The easiest and probably most productive method for catching turtles is by the use of a setline. My rig this night consisted of a medium-sized trotline hook tied to three feet of heavy cord and affixed to a plastic milk jug, which was in turn tied to a stake on shore. The bait was two inch cubes of venison shoulder brought from the freezer. Five of the floats were tossed into nearby pond just after dark and I retired from the field of honor.
The next morning was one of those fine specimens of a late summer dawn in Indiana. Before first light I made my way down the dirt lane to the pond, shivering slightly in the cool air while marveling (and avoiding) thousands of dewy spider webs that shimmered like golden lace at the first hint of sunlight over the treetops.
Cresting a small rise I could see the pond and my jugs, one of which was dancing wildly, straining against the heavy black cord anchored to shore. Moments later, after a brief tug-of-war, I was the proud owner of a large, hissing, unhappy snapping turtle. It was given temporary residence in a large plastic bucket while I checked the other lines.
The catch for the night amounted to one snapper and two other lesser turtles: a small soft-shell and a painted pond slider. The pond slider and soft-shell were gingerly released and I headed home to begin the chore of unzipping my snapper.
Turtles have the reputation for being difficult to clean. Essentially, you must dismember the armor-plated beast and then skin the various legs and tail to access the meat. This seems fairly simply in theory, but actual practice is another story. There was also the not-insignificant fact that, while I have been witness to many a turtle-cleanings, this was my first time to wield the knife.

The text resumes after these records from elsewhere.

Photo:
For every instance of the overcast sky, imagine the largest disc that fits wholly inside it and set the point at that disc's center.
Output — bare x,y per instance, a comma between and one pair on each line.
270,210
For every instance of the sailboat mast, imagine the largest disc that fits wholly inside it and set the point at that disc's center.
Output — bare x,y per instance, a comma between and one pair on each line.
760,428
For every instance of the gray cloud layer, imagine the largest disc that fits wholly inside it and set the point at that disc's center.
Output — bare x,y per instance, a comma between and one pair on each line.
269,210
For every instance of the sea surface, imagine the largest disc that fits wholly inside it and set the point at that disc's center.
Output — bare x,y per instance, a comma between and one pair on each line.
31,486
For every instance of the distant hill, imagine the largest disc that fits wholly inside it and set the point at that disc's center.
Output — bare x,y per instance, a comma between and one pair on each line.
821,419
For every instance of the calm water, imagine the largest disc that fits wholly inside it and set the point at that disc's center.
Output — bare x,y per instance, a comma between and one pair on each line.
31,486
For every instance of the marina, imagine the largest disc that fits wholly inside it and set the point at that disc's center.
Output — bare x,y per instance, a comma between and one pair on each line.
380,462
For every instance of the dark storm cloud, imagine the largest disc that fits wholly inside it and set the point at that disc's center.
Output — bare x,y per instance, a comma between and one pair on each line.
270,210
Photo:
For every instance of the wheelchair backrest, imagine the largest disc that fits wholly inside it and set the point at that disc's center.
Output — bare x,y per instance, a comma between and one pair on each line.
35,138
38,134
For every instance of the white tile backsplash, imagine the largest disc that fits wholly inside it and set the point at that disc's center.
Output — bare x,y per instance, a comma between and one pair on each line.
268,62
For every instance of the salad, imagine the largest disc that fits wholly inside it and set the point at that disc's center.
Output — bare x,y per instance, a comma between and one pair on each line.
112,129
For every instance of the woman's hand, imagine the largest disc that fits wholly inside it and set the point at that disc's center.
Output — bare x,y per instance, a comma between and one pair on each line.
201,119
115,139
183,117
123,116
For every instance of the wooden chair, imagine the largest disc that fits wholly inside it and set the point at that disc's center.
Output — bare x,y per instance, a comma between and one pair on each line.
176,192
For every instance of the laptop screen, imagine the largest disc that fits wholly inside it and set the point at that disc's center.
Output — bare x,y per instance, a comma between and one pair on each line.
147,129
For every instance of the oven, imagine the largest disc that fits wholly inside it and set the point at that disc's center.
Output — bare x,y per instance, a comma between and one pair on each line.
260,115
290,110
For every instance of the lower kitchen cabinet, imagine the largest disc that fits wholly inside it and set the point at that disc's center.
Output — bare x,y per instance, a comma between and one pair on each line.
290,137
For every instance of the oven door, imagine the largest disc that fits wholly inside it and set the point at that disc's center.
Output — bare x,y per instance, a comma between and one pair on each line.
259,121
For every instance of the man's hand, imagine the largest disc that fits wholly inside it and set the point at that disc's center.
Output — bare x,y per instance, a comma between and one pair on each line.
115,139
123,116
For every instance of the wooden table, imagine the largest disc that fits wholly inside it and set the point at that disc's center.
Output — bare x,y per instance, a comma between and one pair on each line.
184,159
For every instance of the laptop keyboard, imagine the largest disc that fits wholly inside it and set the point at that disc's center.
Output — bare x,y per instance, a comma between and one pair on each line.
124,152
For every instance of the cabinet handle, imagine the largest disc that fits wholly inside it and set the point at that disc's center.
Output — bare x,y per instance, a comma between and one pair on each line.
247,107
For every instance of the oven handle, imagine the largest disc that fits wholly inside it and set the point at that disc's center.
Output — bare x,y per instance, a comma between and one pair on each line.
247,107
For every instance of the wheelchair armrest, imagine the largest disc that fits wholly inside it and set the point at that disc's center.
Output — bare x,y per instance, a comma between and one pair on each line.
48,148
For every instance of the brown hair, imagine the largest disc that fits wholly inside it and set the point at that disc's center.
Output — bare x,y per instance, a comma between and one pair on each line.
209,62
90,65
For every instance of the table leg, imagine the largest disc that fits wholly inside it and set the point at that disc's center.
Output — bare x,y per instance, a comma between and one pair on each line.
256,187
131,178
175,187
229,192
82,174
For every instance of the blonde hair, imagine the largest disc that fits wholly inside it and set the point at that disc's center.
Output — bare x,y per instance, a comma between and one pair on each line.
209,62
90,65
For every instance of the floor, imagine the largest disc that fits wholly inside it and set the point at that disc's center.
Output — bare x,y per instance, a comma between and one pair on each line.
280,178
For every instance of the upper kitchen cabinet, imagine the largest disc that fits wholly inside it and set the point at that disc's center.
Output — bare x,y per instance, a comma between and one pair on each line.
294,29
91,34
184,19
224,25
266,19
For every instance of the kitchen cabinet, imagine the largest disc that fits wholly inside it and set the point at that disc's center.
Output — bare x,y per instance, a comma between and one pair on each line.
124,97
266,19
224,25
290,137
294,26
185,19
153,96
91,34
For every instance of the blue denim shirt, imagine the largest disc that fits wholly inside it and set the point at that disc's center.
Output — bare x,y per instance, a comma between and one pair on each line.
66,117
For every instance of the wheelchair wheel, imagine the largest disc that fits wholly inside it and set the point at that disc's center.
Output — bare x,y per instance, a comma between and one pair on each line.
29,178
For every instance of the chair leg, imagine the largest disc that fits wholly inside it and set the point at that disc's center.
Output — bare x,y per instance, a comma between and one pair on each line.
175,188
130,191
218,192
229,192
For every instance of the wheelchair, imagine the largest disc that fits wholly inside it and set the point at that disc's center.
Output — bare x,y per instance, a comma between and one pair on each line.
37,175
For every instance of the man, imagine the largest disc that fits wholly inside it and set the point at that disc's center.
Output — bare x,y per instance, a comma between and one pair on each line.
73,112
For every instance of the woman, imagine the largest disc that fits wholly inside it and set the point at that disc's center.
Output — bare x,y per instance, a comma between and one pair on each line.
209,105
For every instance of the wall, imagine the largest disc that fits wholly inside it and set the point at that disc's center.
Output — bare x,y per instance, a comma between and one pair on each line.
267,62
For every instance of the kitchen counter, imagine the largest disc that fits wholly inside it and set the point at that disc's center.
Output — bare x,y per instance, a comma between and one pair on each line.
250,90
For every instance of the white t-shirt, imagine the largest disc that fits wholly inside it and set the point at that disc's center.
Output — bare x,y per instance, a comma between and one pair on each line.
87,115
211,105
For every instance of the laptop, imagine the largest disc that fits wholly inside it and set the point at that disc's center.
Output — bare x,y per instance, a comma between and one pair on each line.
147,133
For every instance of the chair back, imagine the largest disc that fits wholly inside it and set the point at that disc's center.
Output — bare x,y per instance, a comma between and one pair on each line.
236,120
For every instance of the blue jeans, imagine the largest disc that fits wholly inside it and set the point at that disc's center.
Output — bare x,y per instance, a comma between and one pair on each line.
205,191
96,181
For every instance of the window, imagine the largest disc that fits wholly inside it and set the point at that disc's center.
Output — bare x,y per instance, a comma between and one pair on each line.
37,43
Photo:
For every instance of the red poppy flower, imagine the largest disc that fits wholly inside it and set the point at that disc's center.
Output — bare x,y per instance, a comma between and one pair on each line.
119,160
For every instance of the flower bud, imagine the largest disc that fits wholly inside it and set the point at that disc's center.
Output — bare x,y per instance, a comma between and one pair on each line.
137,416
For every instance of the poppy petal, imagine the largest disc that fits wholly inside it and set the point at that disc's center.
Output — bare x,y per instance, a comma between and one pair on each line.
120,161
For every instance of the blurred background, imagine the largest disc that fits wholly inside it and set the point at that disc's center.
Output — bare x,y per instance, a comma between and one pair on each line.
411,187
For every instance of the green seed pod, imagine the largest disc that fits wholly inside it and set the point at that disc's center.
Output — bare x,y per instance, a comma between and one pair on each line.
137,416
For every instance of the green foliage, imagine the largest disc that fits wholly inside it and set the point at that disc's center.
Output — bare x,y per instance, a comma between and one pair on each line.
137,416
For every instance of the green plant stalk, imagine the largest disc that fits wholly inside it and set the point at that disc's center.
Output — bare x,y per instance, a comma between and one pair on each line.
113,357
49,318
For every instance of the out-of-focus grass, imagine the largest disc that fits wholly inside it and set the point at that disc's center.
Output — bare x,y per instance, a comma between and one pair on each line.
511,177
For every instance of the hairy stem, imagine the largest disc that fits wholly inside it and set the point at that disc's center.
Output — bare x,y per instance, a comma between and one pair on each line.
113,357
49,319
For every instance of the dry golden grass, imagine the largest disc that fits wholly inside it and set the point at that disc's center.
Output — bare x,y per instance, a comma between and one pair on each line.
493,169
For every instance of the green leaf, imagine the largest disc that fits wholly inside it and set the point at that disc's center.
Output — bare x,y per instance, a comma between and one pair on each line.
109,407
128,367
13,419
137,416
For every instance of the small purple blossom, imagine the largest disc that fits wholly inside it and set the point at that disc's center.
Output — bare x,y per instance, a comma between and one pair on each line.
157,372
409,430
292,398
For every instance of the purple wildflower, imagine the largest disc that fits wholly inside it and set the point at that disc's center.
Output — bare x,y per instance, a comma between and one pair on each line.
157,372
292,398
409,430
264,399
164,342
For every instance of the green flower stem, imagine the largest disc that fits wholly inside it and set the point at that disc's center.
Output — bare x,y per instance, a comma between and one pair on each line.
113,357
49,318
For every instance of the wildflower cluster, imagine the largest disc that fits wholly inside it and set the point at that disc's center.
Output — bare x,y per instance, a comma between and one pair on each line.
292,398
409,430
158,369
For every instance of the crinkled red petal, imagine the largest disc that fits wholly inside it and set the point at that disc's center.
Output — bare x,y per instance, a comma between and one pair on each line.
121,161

Approaching the outdoor operating table with the confident air of a surgeon, I surveyed the situation. My victim had already been humanely killed by chopping off the head, but this did not really seem to deter the turtle. The legs were still flailing and would actually attempt to push and scratch when touched. In fact the turtle still seemed quite healthy, aside from its missing head. Confidence was beginning to fade.
I now began the process of cutting away the lower carapace to expose the insides. Needless to say, the turtle was having none of this affair and continued its vain and ghoulish struggles. As time passed, my mood went from Confident to Bothered and finally onward to Seriously Disturbed. Trying to cut up a zombie turtle was not really on the agenda for the morning.
Forging ahead, I managed to remove the lower shell and found myself wrist-deep in a ready-made bowl full of turtle glop. I began flailing away, cutting, gouging, pulling and occasionally pounding for good effect, but with no real discernible results other than managing to splash an assortment of vile, foul-smelling juices onto my arms, shirt and face. The meaty portions of the beast remained firmly anchored while all manner of repulsive things continued to spill onto the table and continue on over the side, ending up on my boots.
Eventually, two large plastic bags of meat were recovered from the loathsome parade of turtle giblets covering the entire tabletop. The butchering process had taken over an hour, not including the clean-up, which would eventually require a pressure washer and bleach scrub down of the area. I now understood why some people pay to have their turtles cleaned by someone else.
Several pounds of meat were taken from this turtle and it now sits in my refrigerator awaiting a decision on its final fate. However we decide to use it, I’m sure the results will be worth the trouble- provided the smell comes out of my boots.